D’Arcangelo poi smonta la tesi difensiva secondo la quale il 118 doveva, in quella sede, solo garantire il soccorso di emergenza agli spettatori. «Il dato di fatto incontrovertibile – scrive il giudice – è, infatti, che Molfese – doverosamente, a parere del Tribunale – è intervenuto, instaurando così quel rapporto terapeutico che è di per sé produttivo dell’instaurazione della posizione di garanzia. Per quanto riguarda la convenzione stipulata dalla Asl di Pescara sulla prestazione del servizio assistenza sanitaria di emergenza ai giocatori e alla tifoseria, sottolinea che, pur essendo stata protocollata in data successiva ai fatti per cui si procede e, qualora i termini non fossero stati portati a conoscenza degli operatori del 118, è difficilmente contestabile che rientri tra i compiti del servizio sanitario nazionale quello di garantire il livello assistenziale di emergenza sanitaria con carattere di uniformità in tutto il territorio nazionale.
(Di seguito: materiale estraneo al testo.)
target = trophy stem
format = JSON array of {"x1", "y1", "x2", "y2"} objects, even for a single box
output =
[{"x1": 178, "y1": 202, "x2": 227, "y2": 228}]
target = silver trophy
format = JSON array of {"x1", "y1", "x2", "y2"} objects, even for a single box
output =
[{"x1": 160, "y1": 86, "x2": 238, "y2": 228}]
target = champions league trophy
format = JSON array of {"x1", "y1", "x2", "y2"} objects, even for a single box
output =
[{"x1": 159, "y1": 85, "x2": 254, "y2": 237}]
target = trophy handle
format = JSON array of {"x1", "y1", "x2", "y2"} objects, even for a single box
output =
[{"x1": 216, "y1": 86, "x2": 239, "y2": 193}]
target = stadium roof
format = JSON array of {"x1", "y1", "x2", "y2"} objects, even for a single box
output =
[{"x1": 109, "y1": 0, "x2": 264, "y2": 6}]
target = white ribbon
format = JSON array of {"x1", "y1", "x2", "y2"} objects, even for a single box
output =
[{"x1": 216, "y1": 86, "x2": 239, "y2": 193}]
La gestione dell’emergenza sul territorio – scrive il giudice – non può che riguardare qualsiasi soggetto coinvolto e, quindi, a prescindere di una specifica convenzione, anche i giocatori in campo nel corso di una manifestazione sportiva».

Infine D’Arcangelo affronta la questione del nesso di causalità tra le condotte colpose dei medici e il decesso di Morosini. «Tutti gli elementi, valutati complessivamente, consentono di ritenere che le probabilità di ripresa del ritmo cardiaco e quindi di scongiurare la morte in quel momento e con quelle modalità – si legge nelle motivazioni – sarebbero quantificabili, nei primi tre minuti dal collasso, qualora fosse stato utilizzato il defibrillatore, intorno al 60/70 per cento». Una considerazione compiuta soprattutto alla luce del fatto che «Morosini era un soggetto giovane, in condizioni fisiche che gli avevano consentito di esercitare per anni attività sportiva a livello professionale, e la cardiopatia aritmogena dalla quale era affetto, del tutto asintomatica fino all’insorgenza della fibrillazione ventricolare, interessava un’area del muscolo cardiaco molto limitata». E poiché tali probabilità di ripresa sono quantificabili, nella percentuale indicata, con valori decrescenti, con riferimento ai primi tre minuti, «ne consegue che tutti i sanitari imputati nel giudizio, i quali in tale lasso di tempo si sono avvicendati nel prestare i primi soccorsi al Morosini, avrebbero potuto, tendendo la condotta doverosa, interrompere il decorso della malattia e impedire l’evento».